For the sake of completion Bliss's other major films should be briefly mentioned here. He had a much happier involvement with the next film, Men of Two Worlds (1945). In sharp contrast with Pascal, Bliss found its director Thorold Dickinson 'a man of imagination, sensitive to music, and serious in aim.' This was followed in 1949 by Christopher Columbus, and in 1953 his version of John Gay's The Beggar's Opera was brought to the screen with Laurence Olivier in the leading role and Peter Brook directing, a spectacle probably designed to match the mood of Coronation Year.

The most obscure of his feature films has been Seven Waves Away (known in America as Abandon Ship), released in 1957. Rarely (if ever) shown on television here, it has been available on video in the U.S. Fortunately, extracts from this film and also from Christopher Columbus and Men of Two Worlds are available on a Marco Polo CD (8.223315).

* * *

One other notable piece written for the films was his march Welcome the Queen, very much in the Elgarian-Waltonian mould, composed for a 1954 Associated British Pathé film that commemorated the return of Queen Elizabeth II from a Commonwealth tour. The remainder of the music for the 50 minutes travelogue was written by Malcolm Arnold; Muir Mathieson conducted. Bliss twice recorded this march himself, and Rumon Gamba gives an excellent account to open this new Chandos CD, capturing well the swagger and the ceremony of a fine march that ought to be heard more often.
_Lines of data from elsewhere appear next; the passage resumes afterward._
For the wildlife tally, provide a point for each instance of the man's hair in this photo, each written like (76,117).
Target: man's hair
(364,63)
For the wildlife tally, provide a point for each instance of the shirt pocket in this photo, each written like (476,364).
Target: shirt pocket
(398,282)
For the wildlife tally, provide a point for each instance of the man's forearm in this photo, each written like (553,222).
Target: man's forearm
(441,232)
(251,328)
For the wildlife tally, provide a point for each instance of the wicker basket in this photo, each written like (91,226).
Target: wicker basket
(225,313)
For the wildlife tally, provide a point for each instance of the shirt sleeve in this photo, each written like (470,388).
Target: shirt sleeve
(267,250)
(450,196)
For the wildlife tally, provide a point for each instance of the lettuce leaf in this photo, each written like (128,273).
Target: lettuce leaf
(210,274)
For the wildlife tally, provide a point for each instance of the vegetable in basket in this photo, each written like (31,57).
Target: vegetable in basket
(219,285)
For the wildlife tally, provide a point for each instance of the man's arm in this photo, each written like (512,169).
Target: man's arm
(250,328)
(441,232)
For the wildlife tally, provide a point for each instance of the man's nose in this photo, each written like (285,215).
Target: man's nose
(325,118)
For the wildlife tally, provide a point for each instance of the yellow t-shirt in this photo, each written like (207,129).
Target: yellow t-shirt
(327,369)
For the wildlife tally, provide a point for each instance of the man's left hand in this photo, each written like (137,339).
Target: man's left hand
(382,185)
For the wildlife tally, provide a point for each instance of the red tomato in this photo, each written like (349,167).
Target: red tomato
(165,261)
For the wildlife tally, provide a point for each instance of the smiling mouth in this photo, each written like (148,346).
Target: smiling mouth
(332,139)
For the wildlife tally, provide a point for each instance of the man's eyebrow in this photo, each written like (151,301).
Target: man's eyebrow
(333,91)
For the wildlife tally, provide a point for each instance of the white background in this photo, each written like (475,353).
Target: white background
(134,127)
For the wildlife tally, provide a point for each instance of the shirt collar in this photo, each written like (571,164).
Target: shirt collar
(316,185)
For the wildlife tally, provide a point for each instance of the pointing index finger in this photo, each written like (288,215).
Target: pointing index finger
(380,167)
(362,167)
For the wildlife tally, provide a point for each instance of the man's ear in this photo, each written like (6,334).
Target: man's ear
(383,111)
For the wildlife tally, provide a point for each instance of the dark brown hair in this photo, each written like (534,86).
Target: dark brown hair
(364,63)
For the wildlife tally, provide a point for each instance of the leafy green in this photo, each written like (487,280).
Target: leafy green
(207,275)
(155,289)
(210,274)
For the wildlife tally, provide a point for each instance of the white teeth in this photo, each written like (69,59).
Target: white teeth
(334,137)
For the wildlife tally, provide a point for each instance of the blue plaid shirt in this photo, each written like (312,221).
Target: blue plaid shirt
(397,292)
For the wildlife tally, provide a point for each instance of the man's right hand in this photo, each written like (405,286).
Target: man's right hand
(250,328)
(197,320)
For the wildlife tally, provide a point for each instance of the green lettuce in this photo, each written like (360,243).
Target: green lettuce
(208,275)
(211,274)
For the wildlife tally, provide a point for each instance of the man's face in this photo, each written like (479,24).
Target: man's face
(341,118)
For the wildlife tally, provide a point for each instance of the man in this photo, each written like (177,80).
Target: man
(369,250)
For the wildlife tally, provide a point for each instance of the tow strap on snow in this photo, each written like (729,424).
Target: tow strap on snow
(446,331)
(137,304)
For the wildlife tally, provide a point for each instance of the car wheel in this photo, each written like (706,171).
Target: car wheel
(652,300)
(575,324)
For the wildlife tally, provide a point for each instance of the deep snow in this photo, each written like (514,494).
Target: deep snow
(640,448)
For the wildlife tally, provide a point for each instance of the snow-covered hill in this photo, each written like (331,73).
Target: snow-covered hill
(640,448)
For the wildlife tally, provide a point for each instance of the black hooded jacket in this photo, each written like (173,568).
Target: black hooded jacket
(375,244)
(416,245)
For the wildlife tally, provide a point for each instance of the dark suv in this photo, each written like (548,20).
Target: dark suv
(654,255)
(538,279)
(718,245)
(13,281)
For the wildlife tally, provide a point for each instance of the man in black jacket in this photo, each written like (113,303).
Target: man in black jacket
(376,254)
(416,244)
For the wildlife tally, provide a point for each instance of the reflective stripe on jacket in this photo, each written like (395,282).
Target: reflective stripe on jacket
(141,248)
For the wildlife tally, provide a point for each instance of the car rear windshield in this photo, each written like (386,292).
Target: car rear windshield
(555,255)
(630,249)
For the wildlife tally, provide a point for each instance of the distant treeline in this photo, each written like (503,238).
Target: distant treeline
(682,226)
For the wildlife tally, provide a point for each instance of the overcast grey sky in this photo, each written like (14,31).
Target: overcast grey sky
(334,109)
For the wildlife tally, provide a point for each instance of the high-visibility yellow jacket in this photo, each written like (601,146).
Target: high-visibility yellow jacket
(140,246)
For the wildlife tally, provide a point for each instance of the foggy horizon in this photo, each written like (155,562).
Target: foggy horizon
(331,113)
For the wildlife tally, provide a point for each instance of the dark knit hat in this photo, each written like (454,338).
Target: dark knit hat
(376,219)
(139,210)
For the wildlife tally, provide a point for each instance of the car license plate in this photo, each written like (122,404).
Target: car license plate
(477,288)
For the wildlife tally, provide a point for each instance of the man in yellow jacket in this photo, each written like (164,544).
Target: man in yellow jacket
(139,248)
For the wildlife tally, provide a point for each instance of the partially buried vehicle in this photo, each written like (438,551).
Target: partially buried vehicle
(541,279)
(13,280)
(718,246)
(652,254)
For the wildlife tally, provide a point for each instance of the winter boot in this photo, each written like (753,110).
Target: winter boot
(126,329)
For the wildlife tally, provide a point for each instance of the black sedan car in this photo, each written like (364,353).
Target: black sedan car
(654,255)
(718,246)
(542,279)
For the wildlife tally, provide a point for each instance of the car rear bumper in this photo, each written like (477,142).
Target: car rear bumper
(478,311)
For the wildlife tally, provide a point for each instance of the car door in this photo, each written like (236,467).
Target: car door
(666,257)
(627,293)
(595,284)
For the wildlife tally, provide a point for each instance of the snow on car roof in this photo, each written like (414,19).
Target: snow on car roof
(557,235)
This CD also includes music written for the small screen: a five-movement suite for the joint BBC/ITV 1966 documentary The Royal Palaces of Britain that was narrated by Kenneth Clark. Half Bliss, half pastiche, this is the sort of music that he executed with such efficiency and professionalism: waltz measures for The Ballroom in Buckingham Palace, heraldic trumpet and horn calls for the Jousts of the Knights in Armour, a grand ceremonial tune for The Royal Palaces theme with which the Suite ends. This is not to down-grade the music for it transcends its original purpose. It is often heard in its wind-band version (and has been recorded as such), but here we have the première recording of the full orchestral score and most welcome it is too.

The CD concludes with the theme or title music for the 1954 BBC television documentary series War in the Air, a short stirring piece as the titles roll, its opening fanfare (no doubt unintentionally) bearing some similarity to the beginning of Walton's 'Spitfire' Prelude and Fugue that must have been in the air at the time. Not a piece of great substance but a very suitable way in which to conclude a marvellous disc of Bliss's film music.

* * *

Bliss's contribution to the cinema has been a significant if uneven one. None of his later film scores quite matched the excitement and range of Things to Come, and while The Conquest of the Air has left an effective suite, only Men of Two Worlds provided him with a challenge to produce the best within him. Even he was frank enough to suggest that there were 'at least two films where the pull was distinctly a financial one. So I suppose a graph would show a downward slope: enthusiasm and curiosity for the new thing - admiration for a particular picture - greed'. Recognising what he called 'the healthy competition' from sound effects technicians, he never doubted the role of the serious composer in films:

I do not seriously think we are in danger, as pure musical sound will always have a wide importance on the films. It is powerfully expressive. It can bring nostalgia to a landscape, drama to any hour of day or night; it can express undercurrents of human emotion, when the actors involved show little of it outwardly. It can suggest what is going to happen, it can recall what has happened; most important of all, perhaps, it can make what has turned dead and dull in a picture come alive and exciting. . . The music should do its work so smoothly and perfectly that it is only when you see the same picture run through in the studio without it, that you realise its irreplaceable importance.